Dingle's primary medium was watercolor, and he painted birds against landscape and foliage backgrounds which suggested their natural habitats. Each painting featured not only an adult male and an adult female, but a juvenile or post-juvenile bird also. He painted birds in families.The largest family he painted was the Warbler Family, which required sixty-one paintings. Research for that series took Dingle to the American Museum of Natural History in New York, the Charleston Museum, the national and royal museums of Canada. Harvard University, the universities of Oklahoma, Minnesota and Michigan, and to several institutions in California. In 1963 his Warbler series was exhibited at the Gibbes Museum in Charleston.
Dingle had fourteen watercolors and a charcoal sketch in the first American exhibition of bird paintings, held in Los Angeles in 1926. In 1937 some of his works were included in the First National Exhibition of American Artists at Rockefeller Center in New York. His works also were exhibited at the American Museum of Natural History in New York, at the Mint Museum in Charlotte, North Carolina, and in Canada. He is represented in the permanent collections of the University of the South at Sewanee, Tennessee, at the Cambridge Museum in Massachusetts, the Carolina Art Association and the Gibbes Art Gallery in Charleston. His paintings were reproduced in numerous scientific periodicals, and in books like South Carolina Bird Life, where Tufted Titmouse appears.

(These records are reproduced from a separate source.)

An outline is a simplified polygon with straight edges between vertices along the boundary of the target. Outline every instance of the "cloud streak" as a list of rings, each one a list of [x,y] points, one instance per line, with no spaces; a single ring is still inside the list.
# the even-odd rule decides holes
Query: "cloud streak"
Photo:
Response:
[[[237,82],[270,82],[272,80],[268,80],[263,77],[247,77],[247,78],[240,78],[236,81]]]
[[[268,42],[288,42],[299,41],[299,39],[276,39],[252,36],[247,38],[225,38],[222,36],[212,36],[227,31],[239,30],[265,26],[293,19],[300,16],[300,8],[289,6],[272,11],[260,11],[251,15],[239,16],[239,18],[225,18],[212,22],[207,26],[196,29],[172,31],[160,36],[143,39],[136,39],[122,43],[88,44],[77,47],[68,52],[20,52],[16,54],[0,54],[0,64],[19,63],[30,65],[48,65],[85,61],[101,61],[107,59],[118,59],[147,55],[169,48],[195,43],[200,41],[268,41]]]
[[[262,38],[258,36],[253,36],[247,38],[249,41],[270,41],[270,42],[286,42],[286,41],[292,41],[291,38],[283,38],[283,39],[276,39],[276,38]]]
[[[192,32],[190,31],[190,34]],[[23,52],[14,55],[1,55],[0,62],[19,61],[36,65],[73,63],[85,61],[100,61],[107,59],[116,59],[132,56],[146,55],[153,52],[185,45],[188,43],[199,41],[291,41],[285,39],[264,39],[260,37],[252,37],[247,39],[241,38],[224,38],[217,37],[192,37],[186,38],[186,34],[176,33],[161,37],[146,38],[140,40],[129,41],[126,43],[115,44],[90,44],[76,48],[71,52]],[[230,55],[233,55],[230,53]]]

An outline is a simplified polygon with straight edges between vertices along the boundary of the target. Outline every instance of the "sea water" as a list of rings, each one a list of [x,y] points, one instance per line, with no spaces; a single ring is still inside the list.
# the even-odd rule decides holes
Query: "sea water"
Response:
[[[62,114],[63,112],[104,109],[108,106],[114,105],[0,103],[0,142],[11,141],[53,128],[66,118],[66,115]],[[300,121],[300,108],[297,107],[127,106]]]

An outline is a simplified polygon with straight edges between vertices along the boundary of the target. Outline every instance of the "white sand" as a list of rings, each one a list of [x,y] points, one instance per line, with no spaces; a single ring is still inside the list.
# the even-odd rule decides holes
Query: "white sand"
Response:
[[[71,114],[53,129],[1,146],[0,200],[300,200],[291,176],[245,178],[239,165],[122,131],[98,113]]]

The Tufted Titmouse, also called the Tomtit or Peter Bird for its call "peto-peto-peto," is common throughout the eastern United States and west of the Mississippi River to about eastern Nebraska. It is among the smallest North American birds with a crested head. Dingle's research led to the addition of six species to the list of South Carolina birds: Cory's shearwater, Eastern glossy ibis, Leache's petrel, European widgeon and Clay-colored sparrow.
After 1927, when Dingle married Marie G. Ball, they lived at Middleburg Plantation in Huger, South Carolina. He died on April 21, 1975.
THE SOUTH ON PAPER: LINE, COLOR AND LIGHT, Robert M. Hicklin Jr., Inc., Spartanburg, South Carolina, 1985, p. 35.
University Archives and Special Collections is open Monday-Friday 1:00-5:00pm.